Le voyageur européen est happé par la verticalité. Il se promène entre deux remparts immenses qui se rejoignent à l’infini, prisonnier de ces racines géantes, il renverse la tête pour regarder le ciel. Il est écrasé par la hauteur vertigineuse des édifices qui le dominent de tout leur orgueil.
Du sommet de la plus haute tour, je domine le monde. Le nez collé à la vitre, dans l’ivresse d’un vertige sécurisé, la ville déployée à mes pieds, je contemple la vaine agitation des fourmis, automobiles et passants qui ne sont plus que tâches minuscules, là-bas, en bas, tout en bas. La cité du futur du monde de mon enfance est là, étalée à mes pieds.
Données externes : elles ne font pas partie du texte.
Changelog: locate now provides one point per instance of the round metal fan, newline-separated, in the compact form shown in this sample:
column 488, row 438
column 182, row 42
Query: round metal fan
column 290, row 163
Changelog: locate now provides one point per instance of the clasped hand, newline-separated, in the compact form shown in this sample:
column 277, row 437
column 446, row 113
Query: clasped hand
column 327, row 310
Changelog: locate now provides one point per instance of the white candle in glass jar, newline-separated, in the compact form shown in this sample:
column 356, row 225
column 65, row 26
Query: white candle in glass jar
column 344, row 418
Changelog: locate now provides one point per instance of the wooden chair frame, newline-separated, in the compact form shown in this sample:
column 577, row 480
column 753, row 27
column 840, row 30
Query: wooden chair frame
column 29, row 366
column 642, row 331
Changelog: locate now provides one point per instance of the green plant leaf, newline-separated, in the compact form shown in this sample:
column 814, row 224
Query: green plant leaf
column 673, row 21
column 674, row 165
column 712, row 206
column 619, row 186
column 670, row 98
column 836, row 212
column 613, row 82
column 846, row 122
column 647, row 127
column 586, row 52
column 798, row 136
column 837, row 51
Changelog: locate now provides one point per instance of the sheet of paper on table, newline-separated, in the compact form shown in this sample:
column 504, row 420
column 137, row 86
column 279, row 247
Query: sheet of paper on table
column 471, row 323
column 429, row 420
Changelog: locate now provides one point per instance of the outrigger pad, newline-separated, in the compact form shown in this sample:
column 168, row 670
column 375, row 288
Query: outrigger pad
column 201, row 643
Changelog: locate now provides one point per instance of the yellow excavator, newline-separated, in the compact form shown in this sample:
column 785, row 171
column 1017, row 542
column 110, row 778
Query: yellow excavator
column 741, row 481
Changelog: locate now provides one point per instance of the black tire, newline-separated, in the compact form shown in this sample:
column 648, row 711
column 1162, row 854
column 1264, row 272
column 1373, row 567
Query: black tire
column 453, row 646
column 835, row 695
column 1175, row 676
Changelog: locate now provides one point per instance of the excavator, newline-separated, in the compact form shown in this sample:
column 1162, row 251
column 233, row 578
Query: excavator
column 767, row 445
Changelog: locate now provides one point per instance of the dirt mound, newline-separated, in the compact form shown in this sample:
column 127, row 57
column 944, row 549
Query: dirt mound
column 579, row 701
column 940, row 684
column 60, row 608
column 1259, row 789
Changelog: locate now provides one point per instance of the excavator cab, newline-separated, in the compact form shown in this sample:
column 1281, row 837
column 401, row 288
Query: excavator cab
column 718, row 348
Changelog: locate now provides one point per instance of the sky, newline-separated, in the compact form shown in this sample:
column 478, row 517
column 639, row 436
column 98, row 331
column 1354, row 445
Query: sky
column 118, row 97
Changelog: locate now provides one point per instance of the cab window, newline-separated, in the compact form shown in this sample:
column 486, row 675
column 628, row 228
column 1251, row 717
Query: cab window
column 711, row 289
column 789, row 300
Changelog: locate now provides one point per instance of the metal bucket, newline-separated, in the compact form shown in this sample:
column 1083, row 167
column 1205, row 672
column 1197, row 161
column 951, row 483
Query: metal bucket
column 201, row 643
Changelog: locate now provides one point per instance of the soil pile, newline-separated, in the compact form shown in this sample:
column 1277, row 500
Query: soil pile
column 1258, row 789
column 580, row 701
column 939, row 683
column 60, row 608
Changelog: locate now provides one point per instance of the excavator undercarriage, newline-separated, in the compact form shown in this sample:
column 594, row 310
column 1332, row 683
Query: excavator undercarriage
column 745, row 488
Les tours de verre s’adossent aux tours d’ivoire… impénétrables et translucides. Où sont les princes d’Aquitaine aux tours abolies ?
Joe Neill a grandi près de Chicago, la ville dont l’architecture faisait rêver dans les années 70. Le verre commençait à remplacer le béton. Il sculpte une ville de tours ouvertes en dentelles de bois dont la complexité emprisonne l’âme au fond du labyrinthe ou qui, lisses et fermées forment une sorte de parcours, circuit spatial des 24 heures du Mans ou d’Indianapolis. La tour est hermétique. Qu’y a-t-il à l’intérieur ? Est elle vide ou pleine ?
S’il y a une architecture du XX ème siècle, elle est verticale. La tour n’est plus l’apanage des seigneurs mais des multinationales. Nous avons inventé les mégapoles. L’art de la ville s’inscrit dans un land art urbain. Construire, construire… envahir la terre, le ciel et la mer, partir à la conquête de l’espace pour envoyer des bombes «grosses comme des machines à laver» former un impact «gros comme un stade de foot» sur une météorite qui ne nous a rien fait et se moque dans sa course de l’électroménager et des ballons, est-ce l’aboutissement des ambitions d’un siècle qui a vu l’homme marcher sur la lune ?
Vivre dans des tours est-il mieux que d’y être enterré comme à Palmyre où les morts gardent la cité de leur sommeil ancestral ? L’esprit du sculpteur est-il enfermé dans ses tours où son imaginaire se déploie dans une conception idéalisée de la cité ? Du haut de la plus haute tour, narcissisme suprême, je contemple mon reflet dans les nuages.
Joe Neill est le poète de la ville rêvée du siècle dernier.